Выбрать главу

Отсюда возник и третий образ, размытый и нечеткий, но все же более реальный, чем первые два: Телма — женщина, которая хотела ребенка, с узко-эгоистической решимостью и без оглядки на мораль действовала в этом направлении и нашла способ зачать.

Гарри перестал насвистывать и глядел в окно, чтобы не пропустить поворот к охотничьему домику.

— А почему ты думаешь, — сказал вдруг Тьюри, — что, если я начну «анализировать» Телму, как ты называешь, это повлияет на ваши супружеские отношения?

— Я этого не говорил.

— Но подразумевал.

— Не надо, Ральф, — грустно сказал Гарри, — не надо. Не продолжай. Есть вещи, которые лучше не трогать. Подвергай анализу своих студентов, если тебе надо, или своих домашних, кого угодно, только не Телму. Возможно, она не вполне счастлива, но я делаю все возможное, чтобы исправить положение. Мне не хотелось бы говорить о подробностях.

— Она хочет ребенка.

Гарри сделал удивленные глаза:

— Откуда ты знаешь?

— Она сама сказала.

— Сегодня ночью? По телефону?

— Да.

— А, так вот что вывело ее из равновесия. Скорей всего, она заснула и проснулась от какого-нибудь привычного кошмара. Этой весной они ее одолевают. Ей снится, что она родила ребенка, но с ним что-то случается, то он деформирован при рождении, то заболевает и умирает, то его похищает с целью выкупа Китаец. По-моему, сон про Китайца она видела, после того как днем ходила в прачечную за моими шортами… И знаешь, Телме я еще ничего не говорил, хочу сделать ей сюрприз, но на этой неделе я побывал в двух агентствах по приемным детям, навел справки… Поворот должен быть где-то здесь.

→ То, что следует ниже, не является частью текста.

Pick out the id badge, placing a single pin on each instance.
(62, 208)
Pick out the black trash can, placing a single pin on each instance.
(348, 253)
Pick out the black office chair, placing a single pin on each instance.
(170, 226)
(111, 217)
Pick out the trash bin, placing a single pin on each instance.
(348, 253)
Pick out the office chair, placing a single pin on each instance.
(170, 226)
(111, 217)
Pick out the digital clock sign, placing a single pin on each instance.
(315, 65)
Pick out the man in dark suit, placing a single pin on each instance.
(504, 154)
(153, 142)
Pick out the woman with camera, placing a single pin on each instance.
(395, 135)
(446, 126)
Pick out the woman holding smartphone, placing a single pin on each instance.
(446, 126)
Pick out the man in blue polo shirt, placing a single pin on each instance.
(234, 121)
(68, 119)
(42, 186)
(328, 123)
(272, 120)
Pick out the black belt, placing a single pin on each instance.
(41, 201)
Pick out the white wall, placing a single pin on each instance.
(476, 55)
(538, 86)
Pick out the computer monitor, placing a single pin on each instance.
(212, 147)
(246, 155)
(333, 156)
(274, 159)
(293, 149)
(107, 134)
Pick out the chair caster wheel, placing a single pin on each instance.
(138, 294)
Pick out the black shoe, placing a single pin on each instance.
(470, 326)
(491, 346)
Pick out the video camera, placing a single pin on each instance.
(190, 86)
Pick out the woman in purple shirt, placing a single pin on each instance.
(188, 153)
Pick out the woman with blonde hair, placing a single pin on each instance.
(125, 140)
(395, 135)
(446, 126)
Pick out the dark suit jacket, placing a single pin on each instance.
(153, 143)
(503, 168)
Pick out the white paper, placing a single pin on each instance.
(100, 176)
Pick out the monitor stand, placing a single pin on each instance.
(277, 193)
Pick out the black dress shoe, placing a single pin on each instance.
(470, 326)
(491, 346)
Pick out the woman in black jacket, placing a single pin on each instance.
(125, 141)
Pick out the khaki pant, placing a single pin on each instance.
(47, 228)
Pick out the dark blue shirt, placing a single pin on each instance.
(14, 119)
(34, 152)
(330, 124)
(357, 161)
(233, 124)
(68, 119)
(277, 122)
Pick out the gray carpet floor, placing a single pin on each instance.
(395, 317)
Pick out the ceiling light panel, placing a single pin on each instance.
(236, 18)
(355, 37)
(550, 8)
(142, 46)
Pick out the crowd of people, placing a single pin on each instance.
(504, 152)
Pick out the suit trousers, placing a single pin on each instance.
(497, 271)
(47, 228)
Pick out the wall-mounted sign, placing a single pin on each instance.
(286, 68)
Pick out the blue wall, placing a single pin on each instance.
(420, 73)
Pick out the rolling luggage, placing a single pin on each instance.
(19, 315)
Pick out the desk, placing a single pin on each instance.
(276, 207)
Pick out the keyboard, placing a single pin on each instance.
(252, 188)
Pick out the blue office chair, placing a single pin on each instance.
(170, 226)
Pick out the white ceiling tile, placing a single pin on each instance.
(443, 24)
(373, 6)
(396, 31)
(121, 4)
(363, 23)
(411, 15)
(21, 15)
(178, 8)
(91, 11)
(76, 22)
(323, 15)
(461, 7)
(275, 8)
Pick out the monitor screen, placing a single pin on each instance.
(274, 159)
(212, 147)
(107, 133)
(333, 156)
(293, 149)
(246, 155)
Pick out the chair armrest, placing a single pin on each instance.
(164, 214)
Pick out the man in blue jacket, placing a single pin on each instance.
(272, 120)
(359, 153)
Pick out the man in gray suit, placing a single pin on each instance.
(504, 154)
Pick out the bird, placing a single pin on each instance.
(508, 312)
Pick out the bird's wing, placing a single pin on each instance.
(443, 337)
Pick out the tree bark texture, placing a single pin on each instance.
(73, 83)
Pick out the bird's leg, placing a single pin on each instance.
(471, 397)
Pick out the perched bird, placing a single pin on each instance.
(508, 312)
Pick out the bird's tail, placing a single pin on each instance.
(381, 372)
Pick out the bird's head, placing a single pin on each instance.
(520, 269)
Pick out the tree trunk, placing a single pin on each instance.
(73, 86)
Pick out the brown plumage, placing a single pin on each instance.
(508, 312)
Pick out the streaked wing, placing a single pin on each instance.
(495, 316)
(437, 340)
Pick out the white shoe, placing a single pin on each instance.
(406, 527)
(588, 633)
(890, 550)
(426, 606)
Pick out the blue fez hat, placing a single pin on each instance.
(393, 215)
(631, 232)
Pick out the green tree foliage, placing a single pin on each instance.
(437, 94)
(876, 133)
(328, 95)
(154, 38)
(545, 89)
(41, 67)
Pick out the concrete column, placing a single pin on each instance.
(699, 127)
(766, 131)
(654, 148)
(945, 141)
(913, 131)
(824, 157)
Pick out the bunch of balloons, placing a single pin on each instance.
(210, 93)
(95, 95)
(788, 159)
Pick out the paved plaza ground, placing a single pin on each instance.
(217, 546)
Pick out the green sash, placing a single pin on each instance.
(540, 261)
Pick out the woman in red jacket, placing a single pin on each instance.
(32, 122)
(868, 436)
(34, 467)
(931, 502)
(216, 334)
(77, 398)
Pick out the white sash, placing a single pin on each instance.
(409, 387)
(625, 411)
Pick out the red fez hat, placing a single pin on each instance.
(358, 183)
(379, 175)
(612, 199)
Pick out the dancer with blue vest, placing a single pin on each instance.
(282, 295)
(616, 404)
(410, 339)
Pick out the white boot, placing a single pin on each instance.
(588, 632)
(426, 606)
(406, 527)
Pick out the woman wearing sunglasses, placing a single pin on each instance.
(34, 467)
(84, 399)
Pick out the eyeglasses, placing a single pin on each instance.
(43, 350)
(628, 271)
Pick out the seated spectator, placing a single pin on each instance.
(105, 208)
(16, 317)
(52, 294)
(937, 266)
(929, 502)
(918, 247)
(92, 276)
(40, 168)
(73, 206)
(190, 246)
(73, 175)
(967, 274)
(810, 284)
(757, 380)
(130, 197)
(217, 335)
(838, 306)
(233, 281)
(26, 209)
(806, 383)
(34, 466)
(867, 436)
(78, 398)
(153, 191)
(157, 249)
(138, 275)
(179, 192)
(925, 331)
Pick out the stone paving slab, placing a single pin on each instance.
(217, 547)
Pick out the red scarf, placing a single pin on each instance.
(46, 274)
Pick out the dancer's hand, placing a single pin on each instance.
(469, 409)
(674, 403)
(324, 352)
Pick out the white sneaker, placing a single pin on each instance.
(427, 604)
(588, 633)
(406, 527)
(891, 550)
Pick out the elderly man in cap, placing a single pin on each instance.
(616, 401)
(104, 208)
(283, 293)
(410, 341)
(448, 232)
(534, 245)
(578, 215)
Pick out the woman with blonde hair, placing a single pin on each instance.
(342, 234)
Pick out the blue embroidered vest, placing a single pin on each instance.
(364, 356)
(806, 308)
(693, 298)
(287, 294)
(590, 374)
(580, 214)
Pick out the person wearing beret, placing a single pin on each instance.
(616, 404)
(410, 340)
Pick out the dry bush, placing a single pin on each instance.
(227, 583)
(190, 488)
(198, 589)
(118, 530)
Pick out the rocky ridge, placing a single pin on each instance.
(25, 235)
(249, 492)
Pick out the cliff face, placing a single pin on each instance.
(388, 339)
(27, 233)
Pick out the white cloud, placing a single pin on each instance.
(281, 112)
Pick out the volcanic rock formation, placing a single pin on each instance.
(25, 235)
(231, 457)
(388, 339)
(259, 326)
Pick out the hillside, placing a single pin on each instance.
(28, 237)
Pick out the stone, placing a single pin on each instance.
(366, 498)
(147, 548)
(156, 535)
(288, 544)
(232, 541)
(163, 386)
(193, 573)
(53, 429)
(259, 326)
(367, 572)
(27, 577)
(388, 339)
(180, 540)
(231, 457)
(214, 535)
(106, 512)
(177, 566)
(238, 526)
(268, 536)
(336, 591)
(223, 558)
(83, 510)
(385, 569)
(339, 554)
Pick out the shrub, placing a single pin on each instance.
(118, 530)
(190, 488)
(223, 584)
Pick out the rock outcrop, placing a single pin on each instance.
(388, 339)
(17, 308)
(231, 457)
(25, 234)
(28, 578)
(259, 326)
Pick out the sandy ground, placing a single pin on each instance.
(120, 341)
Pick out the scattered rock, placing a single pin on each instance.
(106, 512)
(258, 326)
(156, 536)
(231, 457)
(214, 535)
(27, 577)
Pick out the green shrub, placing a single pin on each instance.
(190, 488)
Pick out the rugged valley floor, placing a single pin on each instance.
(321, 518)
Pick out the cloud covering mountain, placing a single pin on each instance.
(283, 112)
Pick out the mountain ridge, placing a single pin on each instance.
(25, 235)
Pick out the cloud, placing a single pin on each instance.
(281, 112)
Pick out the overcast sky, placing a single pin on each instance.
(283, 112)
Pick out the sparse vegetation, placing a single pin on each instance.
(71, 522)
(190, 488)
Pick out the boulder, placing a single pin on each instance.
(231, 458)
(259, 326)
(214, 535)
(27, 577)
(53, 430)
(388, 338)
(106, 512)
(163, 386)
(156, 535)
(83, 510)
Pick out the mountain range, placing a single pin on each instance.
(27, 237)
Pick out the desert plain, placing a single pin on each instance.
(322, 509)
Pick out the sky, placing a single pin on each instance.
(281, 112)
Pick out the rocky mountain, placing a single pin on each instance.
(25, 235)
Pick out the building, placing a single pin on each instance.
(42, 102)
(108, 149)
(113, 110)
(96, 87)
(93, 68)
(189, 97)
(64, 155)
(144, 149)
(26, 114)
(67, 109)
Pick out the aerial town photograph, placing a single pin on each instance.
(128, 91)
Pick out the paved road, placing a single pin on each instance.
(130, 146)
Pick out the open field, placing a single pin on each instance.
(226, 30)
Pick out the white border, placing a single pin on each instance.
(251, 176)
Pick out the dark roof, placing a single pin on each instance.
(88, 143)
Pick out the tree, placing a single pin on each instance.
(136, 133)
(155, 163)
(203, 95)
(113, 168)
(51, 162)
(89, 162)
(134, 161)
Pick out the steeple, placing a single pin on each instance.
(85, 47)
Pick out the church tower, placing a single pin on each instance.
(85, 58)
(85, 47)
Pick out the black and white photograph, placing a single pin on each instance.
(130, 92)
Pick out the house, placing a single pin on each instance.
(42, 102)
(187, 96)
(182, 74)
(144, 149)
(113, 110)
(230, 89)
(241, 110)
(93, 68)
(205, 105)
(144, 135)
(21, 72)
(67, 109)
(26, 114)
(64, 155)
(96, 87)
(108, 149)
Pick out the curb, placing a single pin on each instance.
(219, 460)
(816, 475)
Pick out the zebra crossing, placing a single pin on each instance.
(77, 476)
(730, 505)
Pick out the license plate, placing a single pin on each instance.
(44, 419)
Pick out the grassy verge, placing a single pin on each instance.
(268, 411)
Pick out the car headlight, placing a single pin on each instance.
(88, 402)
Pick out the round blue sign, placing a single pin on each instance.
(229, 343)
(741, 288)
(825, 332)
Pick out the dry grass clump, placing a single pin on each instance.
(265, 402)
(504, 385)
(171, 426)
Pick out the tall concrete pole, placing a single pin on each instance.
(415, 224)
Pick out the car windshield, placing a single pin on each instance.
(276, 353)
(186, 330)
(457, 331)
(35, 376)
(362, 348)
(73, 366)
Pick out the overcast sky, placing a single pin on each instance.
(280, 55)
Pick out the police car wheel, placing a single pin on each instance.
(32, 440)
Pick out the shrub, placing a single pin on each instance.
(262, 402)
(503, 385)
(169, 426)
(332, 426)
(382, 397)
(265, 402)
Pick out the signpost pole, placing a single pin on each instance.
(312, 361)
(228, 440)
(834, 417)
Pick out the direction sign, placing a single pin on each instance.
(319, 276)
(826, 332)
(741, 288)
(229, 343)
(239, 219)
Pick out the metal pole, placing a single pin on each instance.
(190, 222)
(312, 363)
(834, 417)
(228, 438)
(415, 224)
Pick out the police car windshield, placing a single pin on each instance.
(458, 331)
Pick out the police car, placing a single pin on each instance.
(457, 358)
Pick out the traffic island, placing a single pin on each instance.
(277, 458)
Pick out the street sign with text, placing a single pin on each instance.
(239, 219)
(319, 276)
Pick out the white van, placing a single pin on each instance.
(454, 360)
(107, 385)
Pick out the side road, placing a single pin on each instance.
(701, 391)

«Ты проскочил поворот много месяцев тому назад, — подумал Тьюри. — Проскочил, Гарри, и не заметил».

Охотничий домик Гэлловей построил отчасти как свадебный подарок Эстер, отчасти как убежище, где можно было переждать время, пока не позабудется скандал, вызванный его разводом с первой женой. Но домик оказался не убежищем, а достопримечательностью, восхищаться которой или критиковать которую съезжались соседи со всего побережья залива от Пенитэнгишина до Тобермори. И действительно, постройка получилась слишком уж шикарной для этой местности и для своего назначения. Нижний этаж был выложен из местного камня, а верхний — в полудеревянном английском стиле, с крутой рифленой крышей, которая выдерживала бы толстый слой снега, скапливавшегося за долгую зиму и не препятствовала бы его сходу при первой оттепели.

Для сторожа было предназначено помещение над гаражом, точная копия домика, и от весны до осени его занимал пожилой механик по имени Мак-Грегор. По договоренности Мак-Грегор должен был лишь следить за домом и содержать в порядке участок, заготовлять дрова и обеспечивать нормальную работу водопровода и канализации. А фактически большую часть времени он проводил в лодочном сарае на берегу, колдуя над дизельным катером Гэлловея, получившим название «Эстрон».

Управлял катером только Мак-Грегор. Он не настаивал на этой привилегии, а просто давал понять, что «Эстрон» обладает чувствительностью и темпераментом, словно женщина, и потому нуждается в сильной и уверенной руке, которая сдерживала бы губительные порывы, обусловленные его естеством.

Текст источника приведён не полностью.